MemoryError on commit with large file

Fri Oct 5 20:41:36 BST 2007

-----BEGIN PGP SIGNED MESSAGE-----
Hash: SHA1

Thanks a lot for the feedback to my question. I don't know enough  
about diff algorithms to add anything to what John/Aaron have said  
about making the default implementation use less memory, but it  
certainly sounds good.

I guess I disagree somewhat with the default implementation being "Do  
everything in memory and fail spectacularly" vs. "Slow but reliable  
diff" with a command-line switch or config variable for --always-use- 
memory. But I'm in no position to complain or say anything more  
constructive than that.

As far as handling the crash goes, I like Rob's suggestion -- catch  
MemoryError and then fail over to some alternate workflow, like  
hashing the files to determine if changes have taken place.
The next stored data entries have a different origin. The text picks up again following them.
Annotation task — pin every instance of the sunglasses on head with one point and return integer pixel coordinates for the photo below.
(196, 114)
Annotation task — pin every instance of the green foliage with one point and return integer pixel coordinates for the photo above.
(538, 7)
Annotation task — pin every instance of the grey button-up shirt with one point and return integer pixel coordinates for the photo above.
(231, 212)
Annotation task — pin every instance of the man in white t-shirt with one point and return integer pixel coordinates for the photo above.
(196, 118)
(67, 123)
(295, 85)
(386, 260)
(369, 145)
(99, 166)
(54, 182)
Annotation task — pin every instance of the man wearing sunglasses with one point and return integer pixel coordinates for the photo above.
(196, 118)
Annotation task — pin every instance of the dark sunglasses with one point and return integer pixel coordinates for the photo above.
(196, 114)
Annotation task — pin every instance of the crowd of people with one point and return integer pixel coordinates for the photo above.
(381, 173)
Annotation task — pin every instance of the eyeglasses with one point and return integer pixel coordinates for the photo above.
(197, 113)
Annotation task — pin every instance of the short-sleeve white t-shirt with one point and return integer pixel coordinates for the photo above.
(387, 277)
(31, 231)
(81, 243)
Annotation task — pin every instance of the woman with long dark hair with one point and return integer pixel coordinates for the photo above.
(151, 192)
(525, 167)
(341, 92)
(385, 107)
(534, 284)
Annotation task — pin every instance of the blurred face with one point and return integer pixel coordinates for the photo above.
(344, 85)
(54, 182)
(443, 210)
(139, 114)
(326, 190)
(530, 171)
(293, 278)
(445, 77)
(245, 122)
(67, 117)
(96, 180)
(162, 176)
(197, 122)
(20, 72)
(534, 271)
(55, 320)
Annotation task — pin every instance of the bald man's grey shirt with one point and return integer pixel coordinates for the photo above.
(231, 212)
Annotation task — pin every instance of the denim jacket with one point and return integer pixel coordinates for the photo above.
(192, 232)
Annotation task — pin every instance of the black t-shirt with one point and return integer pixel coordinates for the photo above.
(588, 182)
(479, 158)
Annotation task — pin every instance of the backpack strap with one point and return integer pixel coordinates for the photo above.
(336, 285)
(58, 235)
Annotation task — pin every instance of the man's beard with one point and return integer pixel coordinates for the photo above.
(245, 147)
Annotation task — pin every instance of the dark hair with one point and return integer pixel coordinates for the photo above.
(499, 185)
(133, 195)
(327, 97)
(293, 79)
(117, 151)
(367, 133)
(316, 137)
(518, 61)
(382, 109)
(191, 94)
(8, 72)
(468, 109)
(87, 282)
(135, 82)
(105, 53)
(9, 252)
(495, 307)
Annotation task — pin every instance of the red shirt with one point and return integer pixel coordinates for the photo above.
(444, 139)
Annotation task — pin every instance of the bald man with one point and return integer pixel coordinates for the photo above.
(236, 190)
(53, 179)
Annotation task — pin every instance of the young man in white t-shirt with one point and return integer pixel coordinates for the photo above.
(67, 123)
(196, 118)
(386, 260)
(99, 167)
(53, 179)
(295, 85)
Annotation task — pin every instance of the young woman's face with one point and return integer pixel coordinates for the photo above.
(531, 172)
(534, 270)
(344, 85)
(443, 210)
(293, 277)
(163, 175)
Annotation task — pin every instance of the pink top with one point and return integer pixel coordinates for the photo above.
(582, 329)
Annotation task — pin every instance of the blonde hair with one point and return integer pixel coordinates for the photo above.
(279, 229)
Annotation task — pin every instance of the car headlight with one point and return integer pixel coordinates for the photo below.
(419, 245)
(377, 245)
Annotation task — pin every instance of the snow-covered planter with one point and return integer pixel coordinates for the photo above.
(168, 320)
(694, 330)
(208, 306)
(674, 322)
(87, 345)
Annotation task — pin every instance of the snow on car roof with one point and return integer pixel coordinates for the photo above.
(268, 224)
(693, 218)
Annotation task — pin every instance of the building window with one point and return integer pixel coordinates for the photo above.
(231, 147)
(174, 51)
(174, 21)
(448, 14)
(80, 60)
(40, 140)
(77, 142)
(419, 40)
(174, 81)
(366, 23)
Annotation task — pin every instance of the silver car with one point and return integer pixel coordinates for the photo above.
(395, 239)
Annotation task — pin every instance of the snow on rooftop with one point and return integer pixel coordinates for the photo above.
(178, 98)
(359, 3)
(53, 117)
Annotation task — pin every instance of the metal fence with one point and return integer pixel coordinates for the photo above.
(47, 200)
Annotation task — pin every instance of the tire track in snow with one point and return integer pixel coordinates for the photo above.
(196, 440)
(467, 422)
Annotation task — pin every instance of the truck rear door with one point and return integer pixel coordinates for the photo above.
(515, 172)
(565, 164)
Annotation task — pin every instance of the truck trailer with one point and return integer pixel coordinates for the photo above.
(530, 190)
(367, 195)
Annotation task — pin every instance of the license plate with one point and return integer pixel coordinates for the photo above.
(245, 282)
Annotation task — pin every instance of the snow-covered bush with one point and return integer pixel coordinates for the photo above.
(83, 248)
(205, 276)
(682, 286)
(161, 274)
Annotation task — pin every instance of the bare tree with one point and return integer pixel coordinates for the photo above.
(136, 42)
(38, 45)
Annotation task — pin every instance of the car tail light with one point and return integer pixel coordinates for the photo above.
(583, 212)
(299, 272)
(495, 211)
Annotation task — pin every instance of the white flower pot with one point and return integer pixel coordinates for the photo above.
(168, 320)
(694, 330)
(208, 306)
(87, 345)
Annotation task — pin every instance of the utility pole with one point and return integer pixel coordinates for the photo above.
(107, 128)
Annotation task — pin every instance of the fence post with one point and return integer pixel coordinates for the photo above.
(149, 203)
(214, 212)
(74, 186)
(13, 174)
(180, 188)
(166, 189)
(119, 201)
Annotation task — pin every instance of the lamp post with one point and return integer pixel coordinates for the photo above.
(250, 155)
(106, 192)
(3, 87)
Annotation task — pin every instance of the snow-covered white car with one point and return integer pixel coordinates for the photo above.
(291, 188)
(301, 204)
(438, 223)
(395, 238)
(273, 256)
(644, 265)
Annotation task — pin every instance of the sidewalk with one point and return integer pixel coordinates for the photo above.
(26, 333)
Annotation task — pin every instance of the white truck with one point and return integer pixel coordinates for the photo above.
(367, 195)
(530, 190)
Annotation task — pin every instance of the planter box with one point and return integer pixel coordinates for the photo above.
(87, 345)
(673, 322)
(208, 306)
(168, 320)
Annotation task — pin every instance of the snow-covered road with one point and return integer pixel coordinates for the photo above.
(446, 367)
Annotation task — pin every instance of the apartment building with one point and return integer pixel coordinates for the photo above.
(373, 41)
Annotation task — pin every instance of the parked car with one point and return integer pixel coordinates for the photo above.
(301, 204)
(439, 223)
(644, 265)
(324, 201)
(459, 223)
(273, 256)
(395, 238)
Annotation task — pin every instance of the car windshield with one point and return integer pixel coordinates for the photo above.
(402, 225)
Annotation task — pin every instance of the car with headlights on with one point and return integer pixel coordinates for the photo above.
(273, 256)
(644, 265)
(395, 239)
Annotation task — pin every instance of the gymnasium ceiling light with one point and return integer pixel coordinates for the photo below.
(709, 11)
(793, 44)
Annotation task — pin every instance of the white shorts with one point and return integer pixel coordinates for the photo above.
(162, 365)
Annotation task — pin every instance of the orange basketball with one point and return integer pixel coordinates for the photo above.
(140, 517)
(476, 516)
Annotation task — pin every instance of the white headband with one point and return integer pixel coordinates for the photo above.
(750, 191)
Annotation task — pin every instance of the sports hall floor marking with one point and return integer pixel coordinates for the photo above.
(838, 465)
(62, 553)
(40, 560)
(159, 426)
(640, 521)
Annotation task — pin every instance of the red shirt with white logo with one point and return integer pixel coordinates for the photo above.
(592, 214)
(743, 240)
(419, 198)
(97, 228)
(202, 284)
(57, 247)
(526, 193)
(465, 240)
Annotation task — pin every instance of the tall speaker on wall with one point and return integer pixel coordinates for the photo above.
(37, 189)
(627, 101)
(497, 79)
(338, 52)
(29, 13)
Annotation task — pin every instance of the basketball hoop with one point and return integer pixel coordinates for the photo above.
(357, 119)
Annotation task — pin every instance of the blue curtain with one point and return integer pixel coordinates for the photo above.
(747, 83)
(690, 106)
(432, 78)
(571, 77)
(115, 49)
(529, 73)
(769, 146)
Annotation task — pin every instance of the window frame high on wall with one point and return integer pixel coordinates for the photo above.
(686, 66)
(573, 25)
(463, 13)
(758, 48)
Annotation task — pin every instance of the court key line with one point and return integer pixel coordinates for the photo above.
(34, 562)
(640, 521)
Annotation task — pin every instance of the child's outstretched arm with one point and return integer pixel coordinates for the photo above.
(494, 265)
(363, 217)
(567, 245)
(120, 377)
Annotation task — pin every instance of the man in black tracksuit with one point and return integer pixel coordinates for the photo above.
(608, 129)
Although  
in a case where you're working with a lot of large files, it seems  
inefficient to try to load these into memory in the first place, not  
to mention the possible side effects on system performance if by  
using up all memory you're causing the kernel to flush cache/buffer  
pages or use swap. As a hack, you could just look at the amount of  
physical memory and send anything larger than 25% of system ram to  
the "alternate workflow" by default.

Anyway, my python is OK, so I can take a crack at writing a patch to  
catch the MemoryError and do something else. I'm totally new to  
Bazaar, so if Rob or somebody could send me a few pointers on where  
the right places in the code are, I'd appreciate it.

joel

On Oct 5, 2007, at 7:20 a.m., John Arbash Meinel wrote:

> -----BEGIN PGP SIGNED MESSAGE-----
> Hash: SHA1
>
> Aaron Bentley wrote:
>> Robert Collins wrote:
>>> This will work for most cases, and will address the number of copies
>>> problem substantially, but we may still fall down on merge, which is
>>> somewhat trickier to reduce memory usage on.
>>
>> The main issue with merge is the sequence matching, and this also
>> affects diff.
>>
>> If we can substitute shorter values for lines (e.g. hashes), we can
>> potentially reduce the memory footprint of sequence matching by an  
>> order
>> of magnitude.
>>
>> Aaron
>>
>
> Just a quick comment. Depending on what we are doing, xdelta is  
> also designed
> to handle incremental updates. (As is zlib, etc). The internals are  
> a streaming
> interface. We would have to expose them (pyxdelta only exposes the
> 'compress/extract all at once' interface), but it would be possible  
> to do.
>
> That doesn't help us for merging, or showing diffs to the user  
> (which xdelta is
> not suitable for). But it would help with commit, and text extraction.
>
> But in general, we would need to have a lot of our codebase updated  
> to handle
> the streaming concepts. Though working around the concept of a  
> "text iterator"
> might do well enough. (Which could be a list of lines, or a file  
> object, or a
> custom object that reads chunks at a time.)
>
> John
> =:->
> -----BEGIN PGP SIGNATURE-----
> Version: GnuPG v1.4.7 (Darwin)
> Comment: Using GnuPG with Mozilla - http://enigmail.mozdev.org
>
> iD8DBQFHBkhKJdeBCYSNAAMRAlWPAJwMho5hzxHI/WI3GeX5f9QdeAgkIgCfftSE
> f+/IEmo24Q7fnLPmtDP9jp4=
> =jVUR
> -----END PGP SIGNATURE-----

-----BEGIN PGP SIGNATURE-----
Version: GnuPG v1.4.1 (Darwin)

iD8DBQFHBpN1CE/I8ZpjjGIRAvAoAJ9SmwyCzTEYfigMJZYWqvhsXM/e2QCdE1jr
0ylmPwWBS9SHMEAXoJ+QOW0=
=WcIC
-----END PGP SIGNATURE-----